An intelligence analyst at a global shipping company is tasked with safeguarding their organization against fraud—a constant battle with ever-evolving schemes. Burdened by the limitations of conventional intelligence sources, the analyst grapples with the daunting challenge of uncovering vital intelligence without access to the right sources. Enter: Automated Source Discovery. 

Step 1 – Monday at 08:00 GMT: The analyst reaches out to their Flashpoint counterpart, outlining their pressing intelligence requirements. 

Step 2 – Monday at 08:30 GMT: With a few keystrokes, Flashpoint’s ASD technology springs into action, ready to automatically discover new data sources tailored to the analyst’s needs.  

Steps 3 & 4 – Monday at 09:00 GMT: ASD AI algorithms begin scouring the vast expanse of hard-to-reach communities, including messaging apps like Telegram, forums, and sub–Reddits, to unearth a previously undiscovered channel rife with discussions on shipping labels and package reshipping. 

Through a sophisticated analysis of multimedia content and linguistic context, ASD flags this channel as a potential hotspot for shipping fraud activity. 

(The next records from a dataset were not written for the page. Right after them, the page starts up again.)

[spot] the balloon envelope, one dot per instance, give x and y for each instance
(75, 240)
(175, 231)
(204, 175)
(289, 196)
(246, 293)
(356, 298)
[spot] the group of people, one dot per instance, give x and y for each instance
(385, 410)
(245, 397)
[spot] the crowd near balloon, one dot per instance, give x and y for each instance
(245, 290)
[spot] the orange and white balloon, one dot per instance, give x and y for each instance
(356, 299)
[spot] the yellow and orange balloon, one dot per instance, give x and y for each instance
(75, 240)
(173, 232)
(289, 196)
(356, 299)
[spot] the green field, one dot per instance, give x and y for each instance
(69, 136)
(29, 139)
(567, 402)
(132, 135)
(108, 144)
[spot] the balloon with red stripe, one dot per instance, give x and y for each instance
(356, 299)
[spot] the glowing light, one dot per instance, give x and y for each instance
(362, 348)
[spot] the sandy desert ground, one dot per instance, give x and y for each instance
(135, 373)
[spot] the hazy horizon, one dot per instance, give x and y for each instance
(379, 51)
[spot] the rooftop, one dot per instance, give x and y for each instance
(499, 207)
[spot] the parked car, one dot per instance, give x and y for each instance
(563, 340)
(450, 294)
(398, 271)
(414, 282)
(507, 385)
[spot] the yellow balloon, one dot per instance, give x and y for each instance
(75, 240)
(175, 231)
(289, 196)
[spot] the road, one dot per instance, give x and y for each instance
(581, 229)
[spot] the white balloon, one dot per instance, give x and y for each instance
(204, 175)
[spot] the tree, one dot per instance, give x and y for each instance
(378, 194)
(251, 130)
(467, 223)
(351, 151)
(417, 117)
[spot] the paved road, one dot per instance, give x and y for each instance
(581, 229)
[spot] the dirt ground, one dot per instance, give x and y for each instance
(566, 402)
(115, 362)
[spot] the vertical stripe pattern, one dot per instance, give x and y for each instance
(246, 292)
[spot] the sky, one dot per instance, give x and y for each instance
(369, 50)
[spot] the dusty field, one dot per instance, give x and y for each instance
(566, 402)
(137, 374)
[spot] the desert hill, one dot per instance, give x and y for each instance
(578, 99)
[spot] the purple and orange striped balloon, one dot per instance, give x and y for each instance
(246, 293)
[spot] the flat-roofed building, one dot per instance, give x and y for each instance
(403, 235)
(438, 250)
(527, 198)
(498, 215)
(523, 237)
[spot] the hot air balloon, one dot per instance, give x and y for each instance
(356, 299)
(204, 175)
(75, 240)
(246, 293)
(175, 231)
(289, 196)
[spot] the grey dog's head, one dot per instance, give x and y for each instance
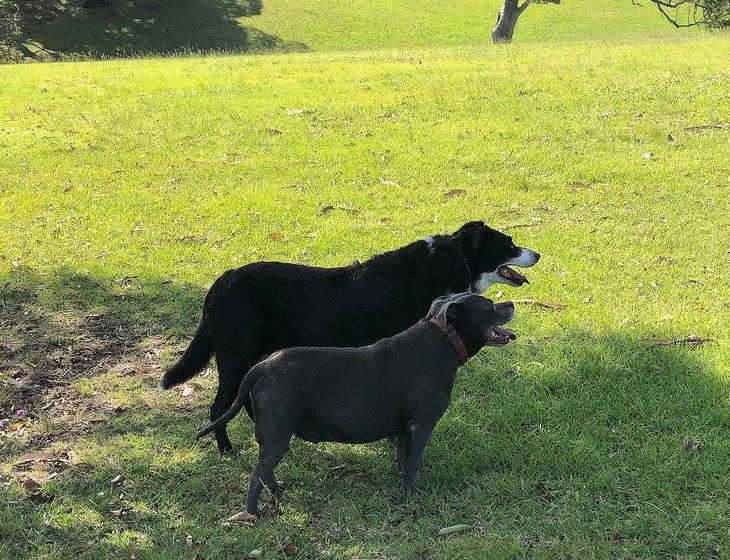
(478, 320)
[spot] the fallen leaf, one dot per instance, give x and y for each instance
(31, 485)
(454, 529)
(454, 192)
(33, 457)
(691, 445)
(545, 304)
(41, 498)
(691, 340)
(242, 517)
(298, 112)
(705, 126)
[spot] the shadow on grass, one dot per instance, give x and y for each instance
(144, 27)
(58, 327)
(593, 435)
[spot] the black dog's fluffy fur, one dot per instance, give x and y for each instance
(397, 387)
(262, 307)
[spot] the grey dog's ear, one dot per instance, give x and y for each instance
(444, 307)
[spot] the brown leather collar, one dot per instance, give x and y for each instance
(449, 331)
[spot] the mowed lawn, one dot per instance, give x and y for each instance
(126, 187)
(144, 27)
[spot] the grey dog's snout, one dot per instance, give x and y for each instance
(506, 309)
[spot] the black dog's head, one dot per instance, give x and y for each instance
(475, 318)
(489, 253)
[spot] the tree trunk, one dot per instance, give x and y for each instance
(507, 19)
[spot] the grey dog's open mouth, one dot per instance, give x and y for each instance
(500, 335)
(512, 275)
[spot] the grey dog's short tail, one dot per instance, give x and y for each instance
(244, 389)
(194, 359)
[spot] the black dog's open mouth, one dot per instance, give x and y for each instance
(500, 335)
(512, 275)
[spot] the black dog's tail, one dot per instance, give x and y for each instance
(194, 359)
(243, 390)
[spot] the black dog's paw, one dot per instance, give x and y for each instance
(245, 517)
(276, 489)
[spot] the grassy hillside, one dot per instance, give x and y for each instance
(126, 187)
(162, 26)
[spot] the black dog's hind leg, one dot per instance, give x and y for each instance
(271, 450)
(232, 367)
(418, 437)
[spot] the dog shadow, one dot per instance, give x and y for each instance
(114, 28)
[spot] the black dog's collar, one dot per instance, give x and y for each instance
(455, 339)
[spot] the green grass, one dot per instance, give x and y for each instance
(126, 187)
(128, 28)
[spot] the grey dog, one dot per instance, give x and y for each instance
(398, 387)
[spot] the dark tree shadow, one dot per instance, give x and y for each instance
(55, 328)
(143, 27)
(608, 432)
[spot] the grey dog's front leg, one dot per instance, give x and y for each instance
(417, 440)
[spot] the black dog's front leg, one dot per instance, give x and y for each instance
(402, 452)
(418, 437)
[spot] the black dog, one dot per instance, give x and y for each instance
(399, 386)
(266, 306)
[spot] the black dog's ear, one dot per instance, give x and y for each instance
(468, 226)
(471, 238)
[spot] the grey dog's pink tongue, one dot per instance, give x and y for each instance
(504, 332)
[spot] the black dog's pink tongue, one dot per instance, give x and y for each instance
(501, 331)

Step 5 – Monday at 10:00 GMT: A Flashpoint analyst verifies the intel: it’s a treasure trove. Discussions detail recruiting ‌individuals to receive packages for a fee, then illegally shipping them. ASD provided the Flashpoint analyst with extensive summaries and assessments, using confidence scoring to include select sources, thus enabling the FP analyst to apply human-judgment to verify the source’s credibility, accuracy, and reliability.   

Step 6 – Monday at 11:45 GMT: The Flashpoint analyst adds the channel to be collected. The channel then has its entire history added and is available in the Ignite platform.

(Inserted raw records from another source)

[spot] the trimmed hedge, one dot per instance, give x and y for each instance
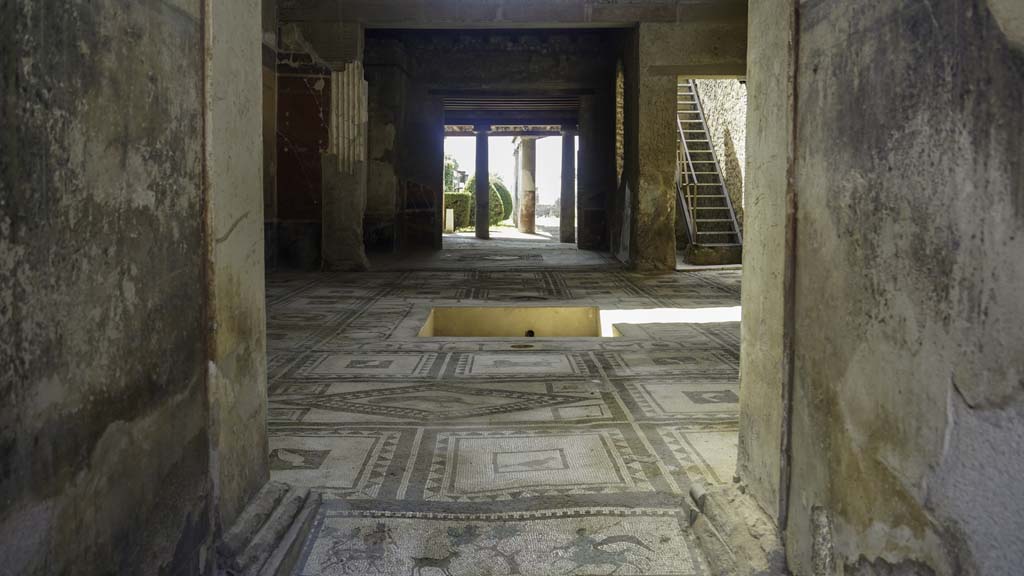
(503, 191)
(497, 207)
(461, 202)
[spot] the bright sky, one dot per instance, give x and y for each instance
(502, 160)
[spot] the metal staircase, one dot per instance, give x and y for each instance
(704, 200)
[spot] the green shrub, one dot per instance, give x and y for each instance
(461, 203)
(503, 191)
(497, 207)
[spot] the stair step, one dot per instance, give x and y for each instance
(268, 535)
(254, 517)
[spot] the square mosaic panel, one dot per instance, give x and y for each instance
(431, 402)
(355, 365)
(685, 362)
(519, 364)
(675, 399)
(569, 541)
(348, 464)
(707, 455)
(506, 464)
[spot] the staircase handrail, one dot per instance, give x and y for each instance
(684, 169)
(714, 157)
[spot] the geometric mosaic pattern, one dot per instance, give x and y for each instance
(431, 402)
(464, 456)
(510, 464)
(573, 541)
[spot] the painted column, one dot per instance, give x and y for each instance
(566, 211)
(527, 184)
(344, 171)
(482, 182)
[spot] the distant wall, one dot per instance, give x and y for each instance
(302, 125)
(103, 422)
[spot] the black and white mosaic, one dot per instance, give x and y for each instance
(505, 455)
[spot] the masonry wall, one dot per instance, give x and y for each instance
(907, 398)
(237, 348)
(763, 366)
(103, 423)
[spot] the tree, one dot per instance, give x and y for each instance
(451, 174)
(497, 205)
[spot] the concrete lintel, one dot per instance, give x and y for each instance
(512, 13)
(723, 71)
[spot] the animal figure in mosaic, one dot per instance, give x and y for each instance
(369, 550)
(441, 564)
(585, 551)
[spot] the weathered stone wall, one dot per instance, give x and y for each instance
(103, 422)
(237, 368)
(409, 73)
(907, 398)
(724, 104)
(763, 362)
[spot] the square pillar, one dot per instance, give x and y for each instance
(482, 191)
(566, 211)
(527, 184)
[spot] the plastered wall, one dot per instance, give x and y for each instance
(908, 179)
(104, 420)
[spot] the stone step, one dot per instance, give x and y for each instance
(267, 537)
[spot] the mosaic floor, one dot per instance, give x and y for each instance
(530, 456)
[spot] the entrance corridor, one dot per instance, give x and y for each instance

Step 7 – Monday at 12:00 GMT: This newly discovered channel becomes a valuable intelligence source for the analyst at the global shipping company. They can now monitor it in real-time for signs of unfolding shipping schemes and potential connections to other criminal activities, before they take root.

ASD exemplifies how the combination of AI and human expertise can deliver optimal results at speed and scale. This collaborative approach ensures continuous discovery of new intelligence sources, giving organizations a critical advantage in dealing with threats specific to their needs.

Empowering the Future: AI-Driven Security Evolution

As we venture into the future of threat intelligence, Flashpoint stands ready to redefine security operations by applying AI throughout our technology in predictable and trustworthy ways. Our strategic application of AI through Ignite AI, Echosec AI, and Automated Source Discovery exemplifies our commitment to advanced, proactive defense mechanisms. With our upcoming showcase at RSA, we’re excited to demonstrate how these innovations empower our clients to effectively counter complex threats. This is just the beginning of a transformative journey where Flashpoint ensures that staying ahead of threats isn’t just a goal—it’s a reality. Join us as we continue to innovate, shaping a secure tomorrow with every step we take.